Notre procès se déroulera le 18 décembre 2003 à Moulins. Nous epérons n’avoir pas pris ces risques pour rien. Nous avons bien entendu porté lainte et nos avocats, Me Descahmps, Canis et Cluzy, font tout ce qu’ils peuvent pour nous aider dans nos démarches. Nous espérons un deuxième procès, mais pour paraitre cette fois-ci du côté des victimes.
A tous ceux qui galèrent dans les QD et les QI, gardez la pêche les gars. Un coucou particulier à Régis, Michel, Christophe, Rico, Farid, Pascal, Momo, Steven, Laurent, Fathi, Jamel et tous ceux que j’oublie.
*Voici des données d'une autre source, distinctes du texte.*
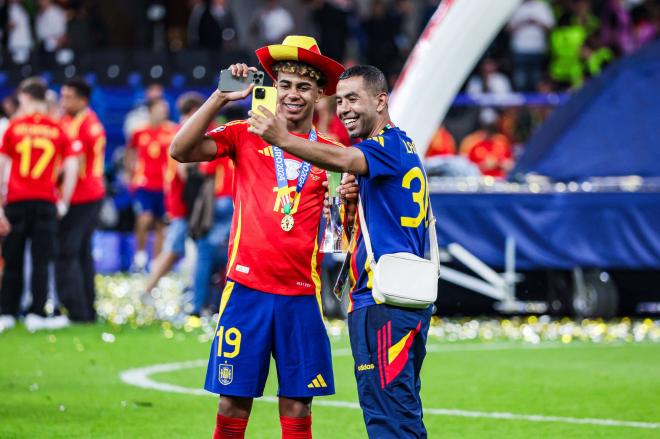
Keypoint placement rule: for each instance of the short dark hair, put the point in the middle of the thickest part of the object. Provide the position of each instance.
(151, 102)
(301, 69)
(372, 76)
(81, 87)
(35, 87)
(189, 102)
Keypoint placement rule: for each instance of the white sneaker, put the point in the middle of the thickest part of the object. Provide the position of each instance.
(140, 260)
(7, 322)
(58, 322)
(34, 322)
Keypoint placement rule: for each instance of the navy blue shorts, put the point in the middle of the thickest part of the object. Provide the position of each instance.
(146, 200)
(255, 325)
(389, 346)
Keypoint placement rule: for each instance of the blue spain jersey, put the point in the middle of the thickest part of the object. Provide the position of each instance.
(395, 198)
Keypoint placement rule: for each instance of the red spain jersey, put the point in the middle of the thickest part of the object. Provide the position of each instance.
(223, 169)
(262, 256)
(86, 130)
(36, 146)
(174, 204)
(152, 145)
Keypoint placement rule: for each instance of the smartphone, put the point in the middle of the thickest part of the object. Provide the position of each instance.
(266, 97)
(229, 82)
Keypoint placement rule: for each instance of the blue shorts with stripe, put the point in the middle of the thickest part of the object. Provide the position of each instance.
(255, 325)
(389, 346)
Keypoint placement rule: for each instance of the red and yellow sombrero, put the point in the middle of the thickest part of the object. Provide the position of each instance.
(303, 49)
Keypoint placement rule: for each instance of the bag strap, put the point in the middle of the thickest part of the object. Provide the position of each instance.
(433, 244)
(365, 234)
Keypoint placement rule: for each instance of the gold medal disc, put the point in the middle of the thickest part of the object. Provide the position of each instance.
(287, 223)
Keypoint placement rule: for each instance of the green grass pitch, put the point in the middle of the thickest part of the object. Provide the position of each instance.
(67, 384)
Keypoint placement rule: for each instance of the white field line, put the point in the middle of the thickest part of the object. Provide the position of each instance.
(141, 377)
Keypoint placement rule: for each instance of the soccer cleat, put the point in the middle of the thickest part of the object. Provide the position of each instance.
(34, 322)
(58, 322)
(7, 322)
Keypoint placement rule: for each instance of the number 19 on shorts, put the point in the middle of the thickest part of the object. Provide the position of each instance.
(229, 342)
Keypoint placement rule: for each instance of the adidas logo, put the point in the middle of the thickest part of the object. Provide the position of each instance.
(317, 382)
(267, 151)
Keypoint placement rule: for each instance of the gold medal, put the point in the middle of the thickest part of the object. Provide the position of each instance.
(287, 223)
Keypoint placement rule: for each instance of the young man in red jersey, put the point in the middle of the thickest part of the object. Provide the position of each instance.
(146, 159)
(271, 302)
(37, 150)
(175, 207)
(74, 264)
(212, 248)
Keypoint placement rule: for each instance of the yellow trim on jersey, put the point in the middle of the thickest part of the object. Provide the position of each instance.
(226, 293)
(317, 382)
(396, 349)
(73, 130)
(315, 276)
(330, 140)
(237, 238)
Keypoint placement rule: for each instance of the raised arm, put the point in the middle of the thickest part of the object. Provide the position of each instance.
(190, 143)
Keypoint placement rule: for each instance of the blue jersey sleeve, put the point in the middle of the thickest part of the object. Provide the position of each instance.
(383, 156)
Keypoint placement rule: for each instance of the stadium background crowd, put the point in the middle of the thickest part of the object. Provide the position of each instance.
(159, 50)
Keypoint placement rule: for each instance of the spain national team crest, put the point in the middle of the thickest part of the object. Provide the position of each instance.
(226, 374)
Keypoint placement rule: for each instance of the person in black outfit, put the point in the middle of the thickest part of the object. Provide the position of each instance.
(74, 264)
(37, 150)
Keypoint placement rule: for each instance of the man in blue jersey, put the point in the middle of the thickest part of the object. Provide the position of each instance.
(388, 342)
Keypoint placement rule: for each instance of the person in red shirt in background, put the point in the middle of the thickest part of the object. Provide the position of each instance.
(177, 211)
(37, 150)
(74, 264)
(212, 248)
(442, 144)
(146, 160)
(271, 304)
(487, 148)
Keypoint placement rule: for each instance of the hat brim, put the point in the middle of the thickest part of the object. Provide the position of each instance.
(330, 68)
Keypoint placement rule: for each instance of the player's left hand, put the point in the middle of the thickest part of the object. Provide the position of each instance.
(62, 209)
(271, 128)
(349, 190)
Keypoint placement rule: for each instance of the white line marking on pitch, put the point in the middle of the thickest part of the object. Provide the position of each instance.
(140, 377)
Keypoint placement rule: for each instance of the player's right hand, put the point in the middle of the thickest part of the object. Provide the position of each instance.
(239, 70)
(5, 226)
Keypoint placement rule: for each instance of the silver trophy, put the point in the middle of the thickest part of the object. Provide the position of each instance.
(334, 238)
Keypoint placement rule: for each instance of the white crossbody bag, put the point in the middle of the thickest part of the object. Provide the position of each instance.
(404, 279)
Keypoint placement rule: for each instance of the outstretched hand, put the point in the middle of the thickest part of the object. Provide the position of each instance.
(269, 127)
(349, 191)
(239, 70)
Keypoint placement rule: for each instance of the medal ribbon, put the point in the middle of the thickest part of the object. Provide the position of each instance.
(282, 180)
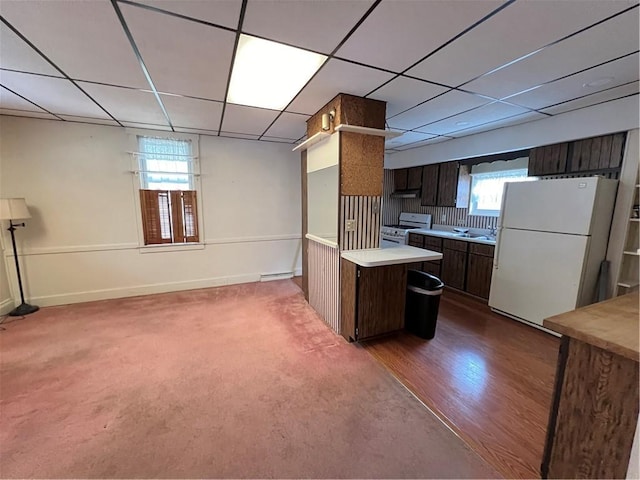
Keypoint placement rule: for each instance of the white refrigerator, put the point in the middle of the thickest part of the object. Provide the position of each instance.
(552, 238)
Il est important que vous sachiez qu’un troisième détenu, du nom de Cauhoie Jean jacques, a lui-même essuyé un passage à tabac et effectue en ce moment 45 jours de QD pour une "compliocité" fantasmagorique dans notre action. Une pensée particulière pour lui, victime innocente supplémentaire figurant dans les cahiers der l’administration pénitentiaire.
En espérant que vous diffuserez mon témoignage dans son intégralité, dédicaces comprises.
Le combat continue.
Cyrille B.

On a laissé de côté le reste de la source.